Drogue, alcoolisme, violences familiales, maladies, elle voit les ravages produits sur un peuple pris en étau entre deux maux de la modernité : l’exploitation des ressources naturelles comme le pétrole, si abondant dans la région, et les parcs nationaux qui, de la bonne intention à préserver la nature, aboutissent à une intrusion insupportable dans les modes de vie traditionnels.

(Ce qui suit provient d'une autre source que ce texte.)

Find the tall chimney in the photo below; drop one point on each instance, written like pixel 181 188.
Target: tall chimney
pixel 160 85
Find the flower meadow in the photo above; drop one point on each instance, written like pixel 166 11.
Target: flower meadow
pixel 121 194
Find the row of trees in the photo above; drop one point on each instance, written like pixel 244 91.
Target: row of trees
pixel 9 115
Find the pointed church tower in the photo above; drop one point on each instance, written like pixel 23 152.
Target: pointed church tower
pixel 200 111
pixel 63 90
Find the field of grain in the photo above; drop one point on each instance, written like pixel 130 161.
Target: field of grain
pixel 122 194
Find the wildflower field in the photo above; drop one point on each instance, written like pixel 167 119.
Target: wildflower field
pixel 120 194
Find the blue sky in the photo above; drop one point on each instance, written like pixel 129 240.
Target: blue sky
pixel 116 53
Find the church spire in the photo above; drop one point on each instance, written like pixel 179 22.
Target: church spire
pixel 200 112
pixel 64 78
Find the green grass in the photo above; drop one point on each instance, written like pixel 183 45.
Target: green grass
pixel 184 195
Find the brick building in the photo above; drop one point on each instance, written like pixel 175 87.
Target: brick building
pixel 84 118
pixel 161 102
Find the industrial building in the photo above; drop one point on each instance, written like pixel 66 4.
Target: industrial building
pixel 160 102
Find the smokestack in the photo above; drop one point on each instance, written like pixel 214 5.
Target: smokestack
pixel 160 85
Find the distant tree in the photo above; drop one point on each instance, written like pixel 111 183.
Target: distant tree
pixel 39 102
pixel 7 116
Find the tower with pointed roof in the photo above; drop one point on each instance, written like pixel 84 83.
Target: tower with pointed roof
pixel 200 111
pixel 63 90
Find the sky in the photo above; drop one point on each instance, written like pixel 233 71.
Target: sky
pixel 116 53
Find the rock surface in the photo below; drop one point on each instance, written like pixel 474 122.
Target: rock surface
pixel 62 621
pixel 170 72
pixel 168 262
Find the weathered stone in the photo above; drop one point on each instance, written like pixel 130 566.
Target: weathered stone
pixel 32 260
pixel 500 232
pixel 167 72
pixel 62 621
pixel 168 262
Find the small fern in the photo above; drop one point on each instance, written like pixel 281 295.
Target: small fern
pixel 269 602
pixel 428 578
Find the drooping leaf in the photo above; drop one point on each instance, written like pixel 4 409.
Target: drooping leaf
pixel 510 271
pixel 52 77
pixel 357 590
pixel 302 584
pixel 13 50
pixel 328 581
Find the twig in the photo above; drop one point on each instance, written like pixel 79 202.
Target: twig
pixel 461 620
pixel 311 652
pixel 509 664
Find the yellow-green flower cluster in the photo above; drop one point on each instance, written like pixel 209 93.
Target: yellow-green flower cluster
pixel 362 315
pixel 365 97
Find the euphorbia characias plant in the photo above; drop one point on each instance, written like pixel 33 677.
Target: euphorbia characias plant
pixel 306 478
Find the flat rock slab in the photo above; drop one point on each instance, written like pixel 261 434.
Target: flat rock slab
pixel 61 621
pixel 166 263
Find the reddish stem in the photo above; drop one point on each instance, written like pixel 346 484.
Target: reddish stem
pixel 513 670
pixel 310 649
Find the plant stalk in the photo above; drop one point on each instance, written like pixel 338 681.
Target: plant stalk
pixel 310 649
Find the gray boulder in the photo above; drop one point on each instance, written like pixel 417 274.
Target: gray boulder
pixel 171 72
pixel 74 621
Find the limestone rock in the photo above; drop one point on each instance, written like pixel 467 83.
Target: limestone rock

«Qu’est-ce que je viens faire ici ?» se demande-t-elle dans un immense découragement. Cet état introspectif, la chercheuse le transforme en questionnement anthropologique : Que se passe-t-il ici ? Que dit de notre modernité cette région minée par les mutations écologiques ? Comment peuvent résister ces chasseurs-cueilleurs balayés par les dealers de pétrole ou les touristes à jumelles et chaussettes hautes ? Un peuple pris dans «les métamorphoses environnementales», dit-elle. Quels droits, en définitive, laisse-t-on aux humains et non humains ? Objet d’un livre paru en 2016 les Ames sauvages (édition La Découverte), cette déception interrogative sera le point de départ de son intervention jeudi au festival de la Manufacture des idées à Hurigny près de Mâcon (lire ci-dessus). Face à ce peuple convaincu ni par la réponse écologique, ni par l’approche capitaliste, Nastassja Martin revient à son objet initial d’études : l’animisme et le rapport entre l’homme et l’animal. «J’ai observé leur manière d’entrer en contact avec les non humains», explique-t-elle. Les Gwich’in envisagent les animaux comme des personnes, loin de la relation «gestionnaire» d’un parc national. «Les gérer, précise-t-elle, revient à les domestiquer, ce qui signifie pour les Gwich’in qu’ils perdent leur âme.» Ce qui intéresse Nastassja Martin, c’est de voir comment un peuple peut développer une «force subversive» en «faisant monde» de manière radicalement différente. «Par mon travail, dit-elle, je montre qu’il existe d’autres voies de sortie. Cette diversité de faire monde existe encore, il n’y a pas qu’un seul mode de relation au monde. C’est justement la crise qui les révèle, quand le monde semble craquer et se fissurer.» Ainsi se rend-elle compte que les Gwich’in, loin d’être de simples victimes, opposent une forte résistance au modèle dominant, et qu’ils rejettent largement l’idée de wilderness car elle ignore les forces et pouvoirs des non humains…

Engagement total

De l’Alaska nord-américain, Nastassja Martin est passée au Kamtchatka russe : il s’agit cette fois de voir comment les peuples chasseurs de cette région ont fait face à un autre effondrement, cette fois idéologique, celui de l’Union soviétique - sujet du futur tome 2 des Ames sauvages. Est-Ouest, idéologie communiste contre idéologie capitaliste : Nastassja Martin ne fait pas partie de cette école anthropologique descriptive qui rédige des monographies scrupuleuses sur les us et coutumes des peuples étudiés. Elle mène une anthropologie réflexive, qui interroge le lien entre l’environnement les hommes et les divers systèmes politiques, la relation qu’elle-même entretient avec son terrain. Son travail est le produit de cette interaction, qui mêle au fil de l’écriture nombre d’annotations personnelles. Une anthropologie «embedded» d’une certaine façon, qui marque les corps et les esprits. Un engagement total qui l’amène parfois dans des basculements psychiques vertigineux - les animaux peuplent ses rêves. «Ma psyché s’avère de plus en plus perméable, j’ai l’impression de prendre l’eau», écrit-elle dans un article publié dans la revue Terrain. C’est pour échapper à cette cacophonie emplie de métamorphoses animales, qu’elle part seule un jour d’août 2015 faire un tour dans la nature du Kamtchatka. Là, sur un plateau aride cerné de glaciers, elle se retrouve nez à nez avec un ours (lire ci-contre), bête qui peuplait ses nuits la veille encore. Cette rencontre faillit lui coûter la vie. Elle symbolise aussi une collision nette et brutale avec son sujet : entre l’humain et la bête, les mondes implosent, les limites physiques s’affrontent et se brouillent. «C’est aussi le temps du mythe qui rejoint la réalité, écrit-elle, le jadis qui rejoint l’actuel.»